The present application is divisional of U.S. patent application Ser. No. 10/443,211 filed 22 May 2003 now U.S. Pat. No. 6,961,645, which claims priority to U.S. Provisional Patent Application Ser. No. 60/389,583, filed 18 Jun. 2002.
The present invention relates to an inflatable restraint system, and more particularly to an algorithm which limits the number of satellite sensors which may be active at one time.
Driver side or passenger side supplemental inflatable restraint (SIR) systems typically include an air bag stored in a housing module within the interior of the vehicle in close proximity to the driver and one or more passengers. SIR systems are designed to actuate upon sudden deceleration so as to rapidly deploy an air bag to restrain the movement of the occupants.
More recently, SIR systems are being extended to protect occupants in all rows of the vehicle. Protection of these occupants is accomplished by equipping the vehicle with multiple rows of side impact event satellite sensors which have the ability to provide data and lead the deployment of airbags or other passive safety restraints.
The side impact event satellite sensors may either be a “decision maker” or a “data sender”. “Decision maker” satellites are more expensive because they require a microprocessor to run an algorithm. “Data sending” satellites are preferred from a cost perspective because they do not require a microprocessor. The data sending satellites communicate raw data to a central controller, which contains a microprocessor for executing the algorithm.

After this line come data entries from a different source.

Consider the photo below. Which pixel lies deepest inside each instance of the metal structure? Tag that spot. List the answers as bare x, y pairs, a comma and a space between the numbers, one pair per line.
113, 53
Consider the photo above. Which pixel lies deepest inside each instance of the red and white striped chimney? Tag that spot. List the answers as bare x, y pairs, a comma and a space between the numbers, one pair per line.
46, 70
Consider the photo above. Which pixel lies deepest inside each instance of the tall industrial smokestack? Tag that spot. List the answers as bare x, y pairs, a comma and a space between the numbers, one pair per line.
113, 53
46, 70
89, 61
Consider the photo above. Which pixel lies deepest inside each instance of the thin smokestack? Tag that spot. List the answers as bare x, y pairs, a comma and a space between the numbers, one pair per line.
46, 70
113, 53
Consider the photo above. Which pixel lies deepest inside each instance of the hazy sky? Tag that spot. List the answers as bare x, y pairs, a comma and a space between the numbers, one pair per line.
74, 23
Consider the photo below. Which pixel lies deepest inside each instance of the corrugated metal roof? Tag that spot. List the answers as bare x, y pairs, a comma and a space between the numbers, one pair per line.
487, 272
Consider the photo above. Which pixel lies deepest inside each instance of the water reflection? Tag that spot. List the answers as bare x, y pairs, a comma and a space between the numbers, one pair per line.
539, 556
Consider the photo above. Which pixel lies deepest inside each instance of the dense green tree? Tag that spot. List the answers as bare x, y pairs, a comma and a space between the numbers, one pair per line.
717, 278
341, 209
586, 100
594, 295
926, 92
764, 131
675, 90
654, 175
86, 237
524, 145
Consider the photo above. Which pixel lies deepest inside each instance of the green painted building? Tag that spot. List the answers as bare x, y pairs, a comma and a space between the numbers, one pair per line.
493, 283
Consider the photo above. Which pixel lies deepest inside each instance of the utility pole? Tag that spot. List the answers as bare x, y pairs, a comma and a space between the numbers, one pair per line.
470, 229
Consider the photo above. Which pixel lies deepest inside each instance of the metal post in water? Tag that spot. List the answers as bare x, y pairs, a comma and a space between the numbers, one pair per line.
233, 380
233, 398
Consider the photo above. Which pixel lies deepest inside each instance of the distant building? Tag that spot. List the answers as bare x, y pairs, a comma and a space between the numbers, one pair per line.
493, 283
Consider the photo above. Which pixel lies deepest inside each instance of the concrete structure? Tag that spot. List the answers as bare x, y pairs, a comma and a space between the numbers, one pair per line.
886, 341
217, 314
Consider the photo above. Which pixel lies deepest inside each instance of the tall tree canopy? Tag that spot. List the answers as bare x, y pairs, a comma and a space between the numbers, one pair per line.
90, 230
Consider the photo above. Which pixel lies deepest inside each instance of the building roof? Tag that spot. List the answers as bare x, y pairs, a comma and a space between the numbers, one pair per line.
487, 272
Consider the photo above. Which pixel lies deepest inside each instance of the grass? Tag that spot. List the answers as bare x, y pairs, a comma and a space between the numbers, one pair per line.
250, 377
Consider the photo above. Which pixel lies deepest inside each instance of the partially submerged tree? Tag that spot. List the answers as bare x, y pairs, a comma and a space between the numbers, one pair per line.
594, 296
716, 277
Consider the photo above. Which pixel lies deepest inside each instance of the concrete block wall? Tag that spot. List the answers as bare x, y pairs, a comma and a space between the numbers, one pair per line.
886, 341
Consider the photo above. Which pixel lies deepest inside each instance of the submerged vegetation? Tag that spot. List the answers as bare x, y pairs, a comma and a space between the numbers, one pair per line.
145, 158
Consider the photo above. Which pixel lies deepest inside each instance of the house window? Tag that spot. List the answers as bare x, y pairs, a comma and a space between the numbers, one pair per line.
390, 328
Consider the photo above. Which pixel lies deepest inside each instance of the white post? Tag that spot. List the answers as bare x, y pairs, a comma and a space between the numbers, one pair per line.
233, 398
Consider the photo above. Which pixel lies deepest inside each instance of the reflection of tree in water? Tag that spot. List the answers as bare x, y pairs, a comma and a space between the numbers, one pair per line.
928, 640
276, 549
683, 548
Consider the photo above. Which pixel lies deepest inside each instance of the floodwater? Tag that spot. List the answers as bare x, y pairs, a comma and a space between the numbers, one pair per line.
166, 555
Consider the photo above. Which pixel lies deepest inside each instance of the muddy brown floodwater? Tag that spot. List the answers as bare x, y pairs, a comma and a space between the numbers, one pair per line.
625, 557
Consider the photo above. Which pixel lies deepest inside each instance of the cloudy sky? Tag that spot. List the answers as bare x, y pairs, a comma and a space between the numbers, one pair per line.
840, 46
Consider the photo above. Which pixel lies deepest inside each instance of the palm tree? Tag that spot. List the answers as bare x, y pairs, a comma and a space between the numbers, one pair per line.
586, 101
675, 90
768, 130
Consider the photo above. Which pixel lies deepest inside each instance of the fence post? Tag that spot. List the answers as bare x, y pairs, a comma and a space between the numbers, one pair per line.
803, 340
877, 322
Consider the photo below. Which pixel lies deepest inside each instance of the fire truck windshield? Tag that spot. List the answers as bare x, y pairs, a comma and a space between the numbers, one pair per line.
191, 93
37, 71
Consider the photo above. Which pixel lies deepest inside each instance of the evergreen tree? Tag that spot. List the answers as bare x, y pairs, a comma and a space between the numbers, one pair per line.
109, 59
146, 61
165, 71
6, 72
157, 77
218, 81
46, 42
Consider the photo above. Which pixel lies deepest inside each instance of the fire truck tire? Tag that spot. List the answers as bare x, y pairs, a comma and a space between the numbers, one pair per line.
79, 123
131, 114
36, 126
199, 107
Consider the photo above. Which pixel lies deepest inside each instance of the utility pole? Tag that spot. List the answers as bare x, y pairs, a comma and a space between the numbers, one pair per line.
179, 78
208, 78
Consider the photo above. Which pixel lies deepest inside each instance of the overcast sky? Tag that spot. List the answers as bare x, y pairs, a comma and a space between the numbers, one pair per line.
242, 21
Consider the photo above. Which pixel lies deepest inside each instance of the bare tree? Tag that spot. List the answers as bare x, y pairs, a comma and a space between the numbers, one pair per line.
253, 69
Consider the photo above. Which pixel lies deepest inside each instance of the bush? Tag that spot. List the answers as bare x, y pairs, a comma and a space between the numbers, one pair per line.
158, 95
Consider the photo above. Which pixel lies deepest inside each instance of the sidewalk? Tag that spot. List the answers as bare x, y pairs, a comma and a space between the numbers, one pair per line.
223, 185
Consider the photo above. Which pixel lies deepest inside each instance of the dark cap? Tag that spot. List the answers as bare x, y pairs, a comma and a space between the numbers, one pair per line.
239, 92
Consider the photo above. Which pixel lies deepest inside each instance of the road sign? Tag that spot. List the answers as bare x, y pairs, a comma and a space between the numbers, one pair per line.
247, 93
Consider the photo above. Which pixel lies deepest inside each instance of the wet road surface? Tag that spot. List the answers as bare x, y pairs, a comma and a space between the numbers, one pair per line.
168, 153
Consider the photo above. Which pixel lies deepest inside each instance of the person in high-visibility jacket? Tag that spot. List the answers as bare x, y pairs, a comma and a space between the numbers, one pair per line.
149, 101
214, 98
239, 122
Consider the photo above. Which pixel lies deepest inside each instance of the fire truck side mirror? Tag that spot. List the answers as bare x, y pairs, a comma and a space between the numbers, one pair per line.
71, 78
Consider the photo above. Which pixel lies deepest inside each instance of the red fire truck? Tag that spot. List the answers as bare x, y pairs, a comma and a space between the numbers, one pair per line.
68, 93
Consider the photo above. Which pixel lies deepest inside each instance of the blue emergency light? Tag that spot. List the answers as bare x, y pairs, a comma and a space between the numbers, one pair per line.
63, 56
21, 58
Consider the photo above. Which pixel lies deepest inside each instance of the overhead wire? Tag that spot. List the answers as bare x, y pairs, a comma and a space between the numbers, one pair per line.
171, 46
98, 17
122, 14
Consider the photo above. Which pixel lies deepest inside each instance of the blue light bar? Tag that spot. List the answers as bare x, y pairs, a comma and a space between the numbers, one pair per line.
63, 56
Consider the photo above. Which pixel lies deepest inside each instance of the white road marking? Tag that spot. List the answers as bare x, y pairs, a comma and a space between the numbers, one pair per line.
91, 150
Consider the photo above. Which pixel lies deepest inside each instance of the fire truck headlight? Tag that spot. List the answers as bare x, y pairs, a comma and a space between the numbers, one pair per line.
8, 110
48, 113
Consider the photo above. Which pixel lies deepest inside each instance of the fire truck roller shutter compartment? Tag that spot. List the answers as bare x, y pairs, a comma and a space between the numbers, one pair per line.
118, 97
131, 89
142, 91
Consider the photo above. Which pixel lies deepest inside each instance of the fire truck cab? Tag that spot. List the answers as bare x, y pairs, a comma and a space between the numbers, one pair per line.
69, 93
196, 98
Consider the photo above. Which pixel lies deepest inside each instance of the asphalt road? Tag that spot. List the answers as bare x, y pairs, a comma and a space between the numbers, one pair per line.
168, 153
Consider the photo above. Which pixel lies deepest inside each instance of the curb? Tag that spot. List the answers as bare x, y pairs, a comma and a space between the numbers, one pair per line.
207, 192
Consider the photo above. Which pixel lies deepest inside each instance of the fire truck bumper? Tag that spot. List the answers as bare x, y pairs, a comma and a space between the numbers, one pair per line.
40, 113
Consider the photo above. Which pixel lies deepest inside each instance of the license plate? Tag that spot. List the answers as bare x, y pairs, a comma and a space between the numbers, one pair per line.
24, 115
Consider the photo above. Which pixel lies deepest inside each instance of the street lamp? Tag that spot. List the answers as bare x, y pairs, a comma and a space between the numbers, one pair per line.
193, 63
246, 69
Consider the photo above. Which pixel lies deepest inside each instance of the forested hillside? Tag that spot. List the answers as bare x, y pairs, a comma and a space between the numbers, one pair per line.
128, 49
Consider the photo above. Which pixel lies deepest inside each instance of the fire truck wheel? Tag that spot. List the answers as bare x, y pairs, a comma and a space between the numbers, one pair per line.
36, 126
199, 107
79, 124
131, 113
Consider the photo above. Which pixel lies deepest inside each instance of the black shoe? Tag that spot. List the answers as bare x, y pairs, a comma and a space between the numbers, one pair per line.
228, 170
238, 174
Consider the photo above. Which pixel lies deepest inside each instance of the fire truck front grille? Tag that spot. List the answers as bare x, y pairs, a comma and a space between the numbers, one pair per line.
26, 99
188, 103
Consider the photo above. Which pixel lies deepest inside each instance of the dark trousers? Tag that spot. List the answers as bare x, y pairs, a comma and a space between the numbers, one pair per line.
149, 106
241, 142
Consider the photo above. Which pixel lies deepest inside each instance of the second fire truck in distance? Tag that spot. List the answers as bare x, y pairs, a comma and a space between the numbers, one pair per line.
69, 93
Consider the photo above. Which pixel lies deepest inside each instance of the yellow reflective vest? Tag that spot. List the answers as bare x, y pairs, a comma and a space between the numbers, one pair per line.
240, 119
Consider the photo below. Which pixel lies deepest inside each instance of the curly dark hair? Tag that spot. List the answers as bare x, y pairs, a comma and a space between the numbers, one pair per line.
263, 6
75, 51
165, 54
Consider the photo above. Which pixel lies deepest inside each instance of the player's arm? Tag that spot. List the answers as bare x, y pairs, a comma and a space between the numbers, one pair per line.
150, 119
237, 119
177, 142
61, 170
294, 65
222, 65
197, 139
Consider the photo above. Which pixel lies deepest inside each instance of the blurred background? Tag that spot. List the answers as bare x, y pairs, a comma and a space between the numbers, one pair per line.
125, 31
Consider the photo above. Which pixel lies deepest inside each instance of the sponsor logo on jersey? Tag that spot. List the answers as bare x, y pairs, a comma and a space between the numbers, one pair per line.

The central controller is responsible for running all the necessary impact event algorithms. This may include algorithms for front/rear impact events, algorithms for rollover events, and algorithms for side impact events. The controller must have enough throughput to execute all of these algorithms while still providing normal diagnostic functions. Therefore, the required runtime for each algorithm must be kept as low as possible.
Each row of side impact event protection usually requires two impact event satellite sensors in order to deliver a desired level of performance. One satellite is for the driver side and one is for the passenger side. Each satellite has the ability to wake up an algorithm in the central controller. Therefore, a car with two rows of side protection would have four satellites that may try to run four side algorithms simultaneously.
Disadvantageously, running numerous algorithms could lead to microprocessor runtime issues. The task may be further complicated due to the aggressive deploy times required for side impact events.
Accordingly, it is desirable to provide a wake up and reset strategy, which minimizes the runtime required by the satellite sensor algorithms.